As transformações tecnológicas seguem redesenhando o mercado de trabalho no Brasil e no mundo. A mais recente lista de profissões em alta para 2026, divulgada pelo LinkedIn, aponta uma forte demanda por profissionais ligados à inteligência artificial, dados, energia, automação, processos industriais e negócios. Esse cenário dialoga diretamente com as graduações oferecidas pelo Inatel. A seguir, algumas das carreiras em destaque que se alinham à formação dos futuros egressos.
- Engenheiro de Inteligência Artificial;
- Especialista ou Assistente de Dados;
- Engenheiro de Segurança de Processo;
- Analista de Eficiência Energética;
- Analista de Operações Logísticas;
- Gerente de Desenvolvimento de Negócios.
Em comum, todos os cargos exigem base técnica sólida, visão sistêmica e capacidade de adaptação, competências centrais na formação em Engenharia.
Formação alinhada às novas demandas
Os cursos do Inatel acompanham a evolução do setor produtivo e tecnológico, preparando os estudantes para atuar em áreas estratégicas da economia digital e industrial. Graduações como Engenharia de Computação e Engenharia de Software se conectam diretamente às carreiras em IA e dados, hoje no topo da demanda global. Já Engenharia de Telecomunicações amplia esse aspecto ao integrar redes inteligentes, infraestrutura digital e aplicações de inteligência artificial em sistemas complexos.

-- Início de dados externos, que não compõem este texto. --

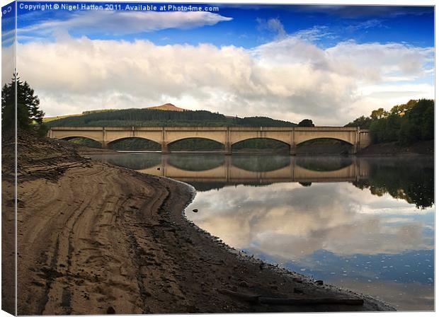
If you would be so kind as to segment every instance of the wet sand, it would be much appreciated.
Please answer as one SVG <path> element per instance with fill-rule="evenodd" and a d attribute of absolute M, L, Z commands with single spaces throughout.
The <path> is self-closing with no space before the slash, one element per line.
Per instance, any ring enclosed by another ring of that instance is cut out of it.
<path fill-rule="evenodd" d="M 67 142 L 33 143 L 19 144 L 18 314 L 393 310 L 229 249 L 186 219 L 186 184 L 93 162 Z"/>

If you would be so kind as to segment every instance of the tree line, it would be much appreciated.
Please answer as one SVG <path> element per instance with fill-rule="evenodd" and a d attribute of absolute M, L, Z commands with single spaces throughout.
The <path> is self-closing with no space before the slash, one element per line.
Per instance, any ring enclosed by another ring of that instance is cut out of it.
<path fill-rule="evenodd" d="M 14 74 L 11 82 L 1 88 L 1 128 L 35 130 L 44 135 L 47 127 L 42 122 L 44 112 L 40 109 L 40 99 L 26 81 Z"/>
<path fill-rule="evenodd" d="M 85 112 L 47 122 L 58 127 L 294 127 L 288 121 L 267 117 L 228 117 L 207 110 L 172 111 L 157 109 L 123 109 Z"/>
<path fill-rule="evenodd" d="M 411 100 L 390 111 L 382 108 L 375 110 L 369 117 L 363 115 L 345 127 L 369 129 L 374 144 L 397 142 L 401 146 L 410 145 L 434 139 L 434 108 L 433 100 Z"/>

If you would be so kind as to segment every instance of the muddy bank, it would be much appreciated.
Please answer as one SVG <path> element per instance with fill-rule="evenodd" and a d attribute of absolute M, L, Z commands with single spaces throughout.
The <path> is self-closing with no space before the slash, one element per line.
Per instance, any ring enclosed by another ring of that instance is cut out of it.
<path fill-rule="evenodd" d="M 19 314 L 392 310 L 222 246 L 183 216 L 188 185 L 32 141 L 19 144 Z M 364 304 L 259 304 L 230 292 Z"/>

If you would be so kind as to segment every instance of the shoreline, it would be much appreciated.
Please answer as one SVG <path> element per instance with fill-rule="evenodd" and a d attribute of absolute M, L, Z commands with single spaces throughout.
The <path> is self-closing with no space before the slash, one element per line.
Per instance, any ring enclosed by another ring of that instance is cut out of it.
<path fill-rule="evenodd" d="M 67 142 L 35 146 L 20 158 L 19 314 L 394 310 L 228 247 L 186 218 L 187 184 L 91 161 Z M 59 159 L 35 163 L 50 156 Z M 244 294 L 364 304 L 267 304 Z"/>

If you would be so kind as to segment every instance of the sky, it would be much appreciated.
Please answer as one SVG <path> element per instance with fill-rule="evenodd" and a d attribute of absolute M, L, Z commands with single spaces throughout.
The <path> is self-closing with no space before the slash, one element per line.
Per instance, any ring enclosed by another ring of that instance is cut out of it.
<path fill-rule="evenodd" d="M 18 4 L 18 73 L 47 116 L 171 103 L 344 125 L 434 98 L 432 6 L 81 4 Z"/>

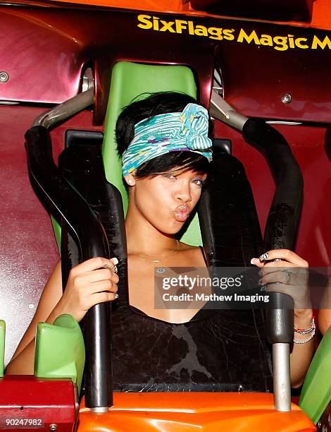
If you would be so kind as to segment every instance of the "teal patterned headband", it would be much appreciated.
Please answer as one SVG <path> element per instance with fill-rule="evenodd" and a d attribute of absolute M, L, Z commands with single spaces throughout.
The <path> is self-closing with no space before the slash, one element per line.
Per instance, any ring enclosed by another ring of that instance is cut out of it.
<path fill-rule="evenodd" d="M 182 112 L 170 112 L 145 119 L 135 126 L 135 138 L 123 155 L 123 176 L 144 162 L 170 152 L 190 151 L 212 158 L 208 138 L 208 112 L 188 104 Z"/>

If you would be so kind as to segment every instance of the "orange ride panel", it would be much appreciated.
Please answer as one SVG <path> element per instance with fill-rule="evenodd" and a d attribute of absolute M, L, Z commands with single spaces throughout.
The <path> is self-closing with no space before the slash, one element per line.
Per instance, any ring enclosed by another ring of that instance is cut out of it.
<path fill-rule="evenodd" d="M 316 426 L 299 407 L 273 409 L 269 393 L 118 393 L 106 413 L 91 412 L 84 400 L 78 432 L 308 431 Z"/>

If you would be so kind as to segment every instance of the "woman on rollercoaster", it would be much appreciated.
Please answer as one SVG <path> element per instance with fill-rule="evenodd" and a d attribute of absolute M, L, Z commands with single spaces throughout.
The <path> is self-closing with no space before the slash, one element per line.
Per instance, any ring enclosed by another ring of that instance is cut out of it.
<path fill-rule="evenodd" d="M 132 102 L 124 109 L 116 124 L 123 175 L 129 193 L 125 230 L 130 305 L 166 323 L 187 323 L 199 312 L 199 307 L 154 308 L 154 267 L 206 267 L 201 249 L 178 241 L 175 235 L 199 201 L 208 175 L 212 157 L 208 128 L 207 111 L 192 97 L 175 92 L 155 93 Z M 62 293 L 58 263 L 6 373 L 33 373 L 38 322 L 53 323 L 63 313 L 80 321 L 94 305 L 115 300 L 118 296 L 116 263 L 115 258 L 95 258 L 79 264 L 71 270 Z M 252 257 L 251 263 L 261 268 L 261 283 L 267 290 L 287 292 L 294 297 L 297 331 L 291 354 L 291 378 L 292 385 L 299 387 L 314 347 L 313 332 L 309 331 L 307 336 L 300 330 L 313 328 L 311 308 L 302 307 L 310 304 L 308 277 L 282 270 L 307 268 L 308 263 L 284 249 Z M 300 285 L 300 289 L 291 291 L 291 284 Z"/>

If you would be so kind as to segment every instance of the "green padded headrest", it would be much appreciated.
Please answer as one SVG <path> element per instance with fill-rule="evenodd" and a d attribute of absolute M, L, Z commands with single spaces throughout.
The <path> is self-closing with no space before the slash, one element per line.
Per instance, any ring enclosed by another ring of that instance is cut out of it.
<path fill-rule="evenodd" d="M 180 66 L 154 66 L 120 61 L 113 68 L 103 146 L 107 180 L 120 191 L 124 212 L 127 193 L 122 177 L 122 160 L 115 137 L 116 120 L 125 107 L 142 93 L 177 91 L 196 98 L 196 86 L 191 69 Z M 148 95 L 143 95 L 142 98 Z M 202 244 L 198 216 L 195 215 L 181 240 L 193 246 Z"/>

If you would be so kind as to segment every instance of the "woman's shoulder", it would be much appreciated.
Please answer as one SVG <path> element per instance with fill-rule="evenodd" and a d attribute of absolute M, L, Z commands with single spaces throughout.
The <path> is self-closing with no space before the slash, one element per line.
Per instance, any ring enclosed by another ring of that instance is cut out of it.
<path fill-rule="evenodd" d="M 192 266 L 206 267 L 206 260 L 202 246 L 194 246 L 180 242 L 180 251 L 189 260 Z"/>

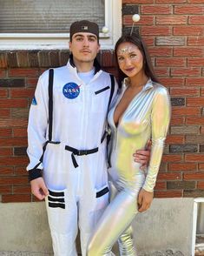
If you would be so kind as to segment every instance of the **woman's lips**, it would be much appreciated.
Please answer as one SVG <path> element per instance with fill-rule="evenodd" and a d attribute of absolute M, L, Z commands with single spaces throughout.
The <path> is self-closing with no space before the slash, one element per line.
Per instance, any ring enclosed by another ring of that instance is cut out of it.
<path fill-rule="evenodd" d="M 134 68 L 125 69 L 125 71 L 126 71 L 127 72 L 131 72 L 133 70 L 134 70 Z"/>

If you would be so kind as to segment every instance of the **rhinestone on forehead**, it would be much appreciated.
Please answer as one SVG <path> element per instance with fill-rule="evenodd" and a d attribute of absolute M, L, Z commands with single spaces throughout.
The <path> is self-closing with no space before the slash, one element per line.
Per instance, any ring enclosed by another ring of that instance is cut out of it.
<path fill-rule="evenodd" d="M 133 51 L 133 48 L 131 46 L 122 48 L 118 50 L 118 54 L 130 53 Z"/>

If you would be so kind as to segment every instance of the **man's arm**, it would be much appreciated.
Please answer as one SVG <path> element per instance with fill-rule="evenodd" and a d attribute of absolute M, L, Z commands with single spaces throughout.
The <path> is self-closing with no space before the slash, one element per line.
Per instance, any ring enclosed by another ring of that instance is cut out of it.
<path fill-rule="evenodd" d="M 47 86 L 46 86 L 47 85 Z M 40 200 L 48 194 L 42 178 L 42 156 L 46 143 L 48 126 L 48 74 L 40 77 L 30 110 L 28 124 L 28 149 L 30 164 L 27 166 L 32 193 Z"/>

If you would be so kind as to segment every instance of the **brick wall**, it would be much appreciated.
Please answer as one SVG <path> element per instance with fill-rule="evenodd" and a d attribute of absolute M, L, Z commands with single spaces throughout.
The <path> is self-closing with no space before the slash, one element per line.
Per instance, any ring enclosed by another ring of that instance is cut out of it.
<path fill-rule="evenodd" d="M 139 12 L 157 75 L 172 97 L 173 115 L 155 197 L 204 197 L 204 0 L 123 0 L 123 32 Z M 66 64 L 68 51 L 0 51 L 0 195 L 34 201 L 27 180 L 26 126 L 38 76 Z M 111 51 L 99 55 L 115 72 Z"/>

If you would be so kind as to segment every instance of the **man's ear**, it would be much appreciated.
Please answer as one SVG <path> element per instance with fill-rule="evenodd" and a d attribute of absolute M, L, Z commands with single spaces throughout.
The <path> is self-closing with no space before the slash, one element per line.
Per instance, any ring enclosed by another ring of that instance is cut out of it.
<path fill-rule="evenodd" d="M 71 51 L 71 42 L 70 41 L 69 42 L 69 51 Z"/>

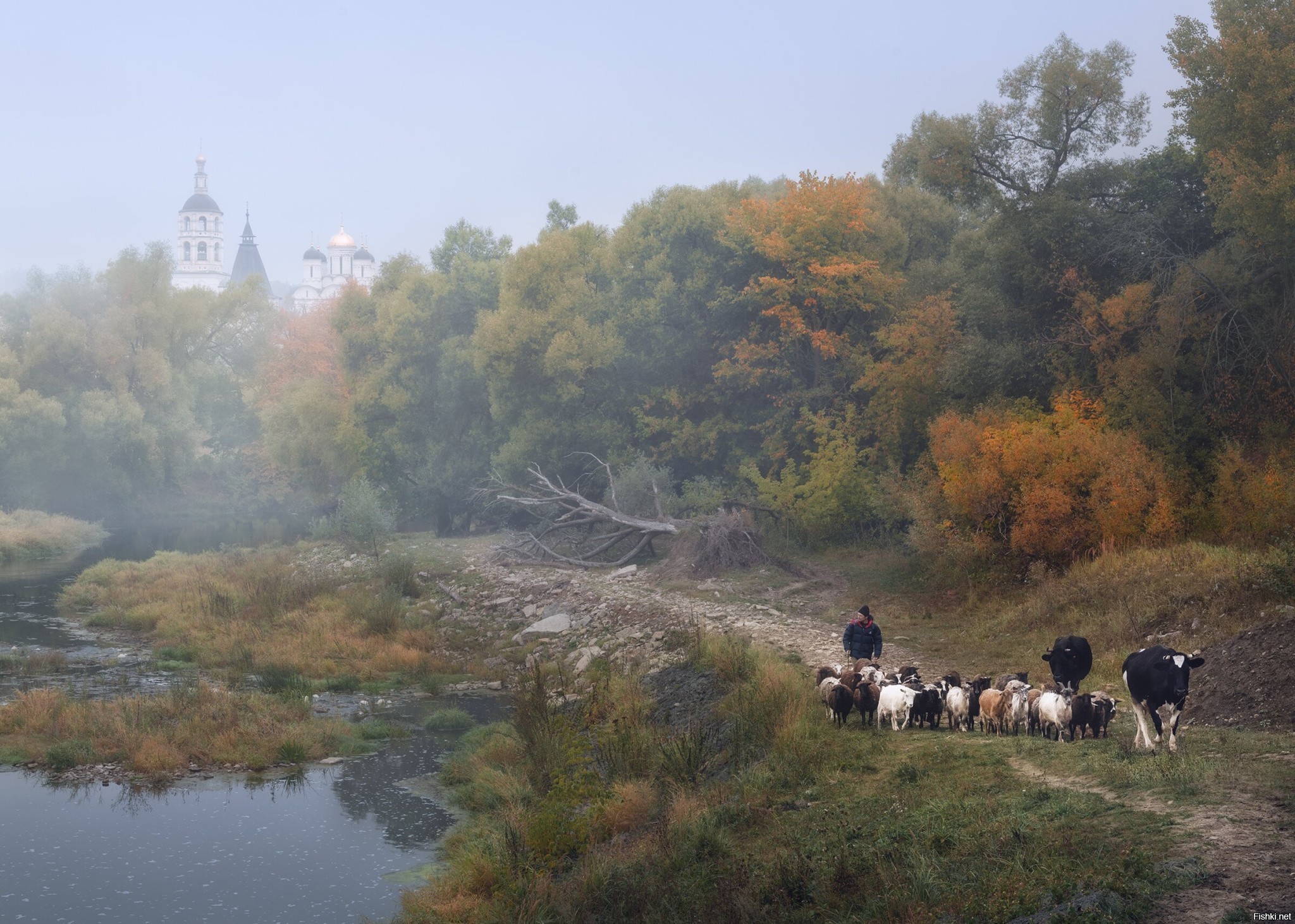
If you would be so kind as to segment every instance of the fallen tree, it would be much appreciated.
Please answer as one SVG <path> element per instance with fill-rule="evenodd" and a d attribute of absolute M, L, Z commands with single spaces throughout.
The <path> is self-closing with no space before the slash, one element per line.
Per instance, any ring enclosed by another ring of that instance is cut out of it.
<path fill-rule="evenodd" d="M 655 480 L 650 483 L 655 516 L 625 512 L 616 498 L 611 466 L 596 456 L 589 458 L 597 463 L 596 471 L 606 478 L 602 501 L 587 493 L 593 479 L 581 476 L 575 487 L 569 487 L 534 463 L 527 468 L 524 484 L 510 484 L 496 476 L 478 490 L 477 500 L 490 506 L 510 506 L 514 512 L 535 519 L 532 528 L 513 531 L 509 541 L 495 546 L 496 558 L 578 568 L 619 567 L 655 551 L 653 540 L 686 533 L 684 547 L 690 556 L 695 555 L 690 566 L 698 572 L 714 573 L 769 560 L 749 514 L 721 507 L 712 516 L 668 516 L 667 494 Z M 664 488 L 668 490 L 670 485 Z"/>

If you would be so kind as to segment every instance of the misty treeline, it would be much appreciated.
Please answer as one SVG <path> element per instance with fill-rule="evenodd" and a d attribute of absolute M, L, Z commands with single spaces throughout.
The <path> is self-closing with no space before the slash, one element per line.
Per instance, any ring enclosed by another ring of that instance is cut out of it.
<path fill-rule="evenodd" d="M 364 475 L 447 532 L 492 472 L 574 483 L 593 453 L 672 514 L 741 498 L 811 544 L 1062 564 L 1278 538 L 1295 12 L 1217 0 L 1215 26 L 1168 35 L 1162 148 L 1128 154 L 1153 107 L 1131 53 L 1061 36 L 975 113 L 918 115 L 882 177 L 659 189 L 615 229 L 553 203 L 517 250 L 461 221 L 267 348 L 249 300 L 171 292 L 157 254 L 39 281 L 4 302 L 0 503 L 237 458 L 268 494 Z"/>

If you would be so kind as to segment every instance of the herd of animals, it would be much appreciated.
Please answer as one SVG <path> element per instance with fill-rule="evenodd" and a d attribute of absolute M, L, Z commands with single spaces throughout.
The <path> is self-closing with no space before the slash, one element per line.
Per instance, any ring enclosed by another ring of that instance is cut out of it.
<path fill-rule="evenodd" d="M 853 665 L 818 668 L 818 695 L 828 718 L 844 726 L 851 710 L 857 710 L 864 725 L 883 721 L 899 731 L 908 726 L 939 729 L 947 720 L 953 731 L 979 727 L 996 735 L 1010 729 L 1020 734 L 1042 734 L 1061 742 L 1068 735 L 1075 740 L 1107 735 L 1106 727 L 1121 700 L 1107 692 L 1079 692 L 1080 682 L 1093 669 L 1093 651 L 1081 635 L 1058 638 L 1044 660 L 1052 668 L 1053 683 L 1045 688 L 1030 685 L 1030 672 L 987 676 L 963 681 L 957 672 L 935 683 L 922 681 L 916 666 L 883 670 L 875 661 L 860 659 Z M 1154 749 L 1164 731 L 1160 708 L 1171 707 L 1166 722 L 1169 729 L 1169 751 L 1177 751 L 1178 717 L 1188 699 L 1188 682 L 1193 668 L 1204 664 L 1198 652 L 1191 655 L 1163 644 L 1140 648 L 1124 659 L 1121 673 L 1129 691 L 1131 708 L 1137 720 L 1134 747 Z M 1155 738 L 1150 729 L 1155 727 Z"/>

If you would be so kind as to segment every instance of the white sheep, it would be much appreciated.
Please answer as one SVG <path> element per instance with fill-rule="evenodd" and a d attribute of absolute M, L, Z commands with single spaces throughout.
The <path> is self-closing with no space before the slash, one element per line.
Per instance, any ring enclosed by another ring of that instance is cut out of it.
<path fill-rule="evenodd" d="M 877 701 L 877 727 L 882 727 L 882 718 L 888 717 L 895 731 L 906 729 L 916 696 L 917 691 L 903 683 L 882 687 L 882 695 Z M 899 722 L 900 718 L 904 720 L 903 725 Z"/>

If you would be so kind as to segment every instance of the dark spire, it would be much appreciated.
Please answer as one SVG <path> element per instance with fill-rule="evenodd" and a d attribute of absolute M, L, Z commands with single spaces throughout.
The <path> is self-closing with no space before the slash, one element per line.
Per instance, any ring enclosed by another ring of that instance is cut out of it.
<path fill-rule="evenodd" d="M 260 261 L 256 238 L 251 233 L 251 214 L 245 211 L 243 220 L 243 239 L 238 245 L 238 254 L 234 255 L 233 269 L 229 270 L 229 285 L 237 286 L 250 276 L 259 276 L 265 291 L 269 291 L 269 274 L 265 273 L 265 264 Z"/>

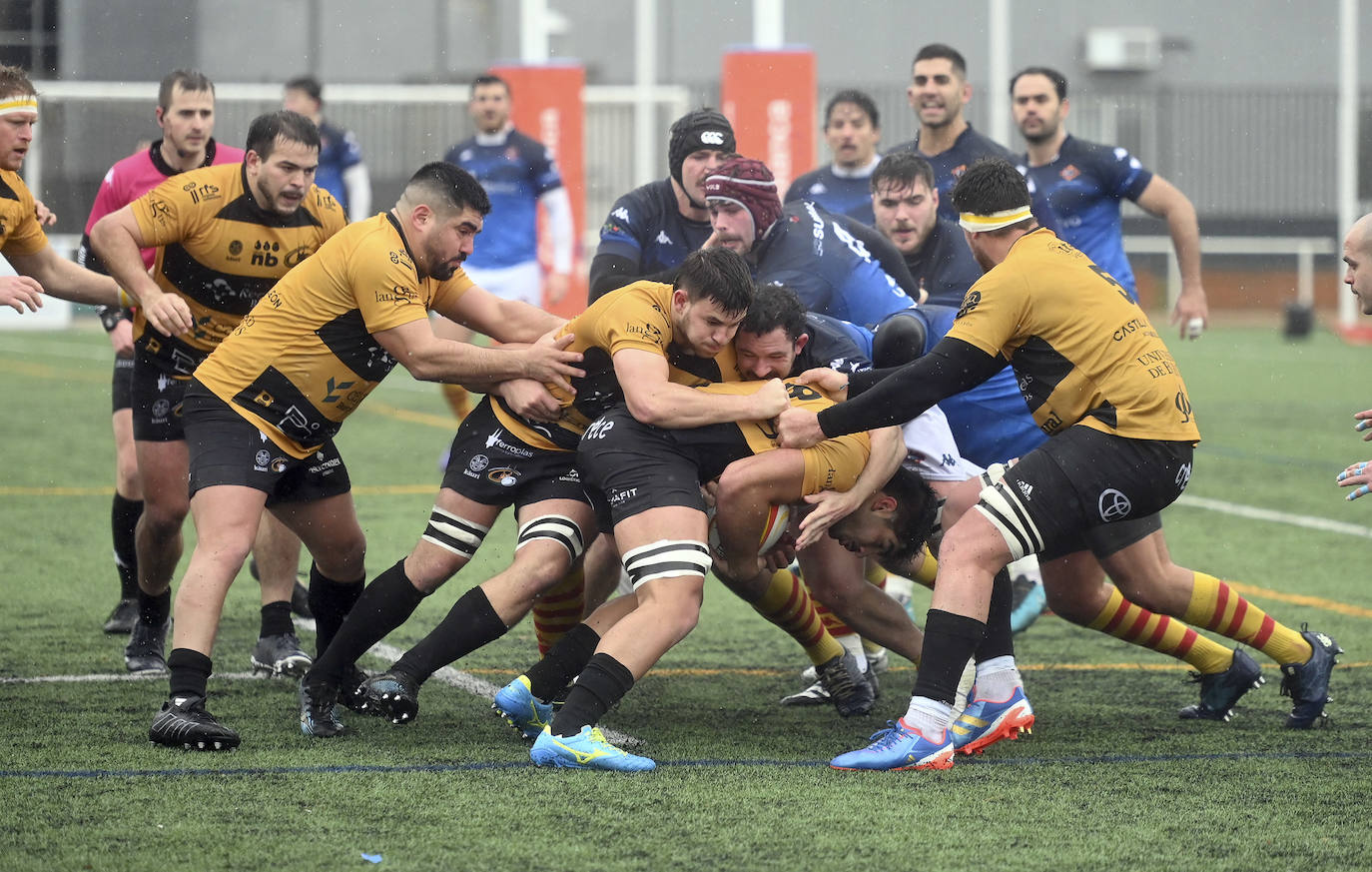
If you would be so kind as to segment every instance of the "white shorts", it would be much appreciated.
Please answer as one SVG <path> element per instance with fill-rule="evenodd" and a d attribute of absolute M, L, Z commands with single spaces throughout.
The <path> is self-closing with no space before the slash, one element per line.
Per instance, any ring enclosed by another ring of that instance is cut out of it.
<path fill-rule="evenodd" d="M 482 269 L 462 266 L 466 277 L 502 299 L 517 299 L 539 309 L 543 308 L 543 271 L 538 261 Z"/>
<path fill-rule="evenodd" d="M 906 450 L 921 478 L 929 482 L 965 482 L 981 475 L 982 468 L 963 459 L 948 428 L 943 409 L 930 406 L 927 412 L 901 428 Z"/>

Na área industrial, Engenharia de Controle e Automação, Engenharia Elétrica e Engenharia de Produção formam profissionais preparados para atuar com eficiência energética, segurança de processos, logística e operações, temas centrais para empresas que buscam competitividade, redução de custos e sustentabilidade. A Engenharia Biomédica, por sua vez, ocupa um espaço estratégico ao unir tecnologia, dados e saúde, um dos setores que mais incorporam inovação tecnológica em escala global.
Brasil e exterior no radar
A formação em Engenharia também amplia as possibilidades de atuação internacional. Áreas como software, dados, segurança, automação industrial e energia apresentam demanda consistente fora do país, especialmente em mercados que investem em transformação digital, indústria avançada e transição energética.
Nesse contexto, a formação técnica aliada à vivência prática, característica do modelo educacional do Inatel, permite que o estudante transite entre mercado nacional e internacional, seja na indústria, em empresas de tecnologia, startups ou centros de inovação.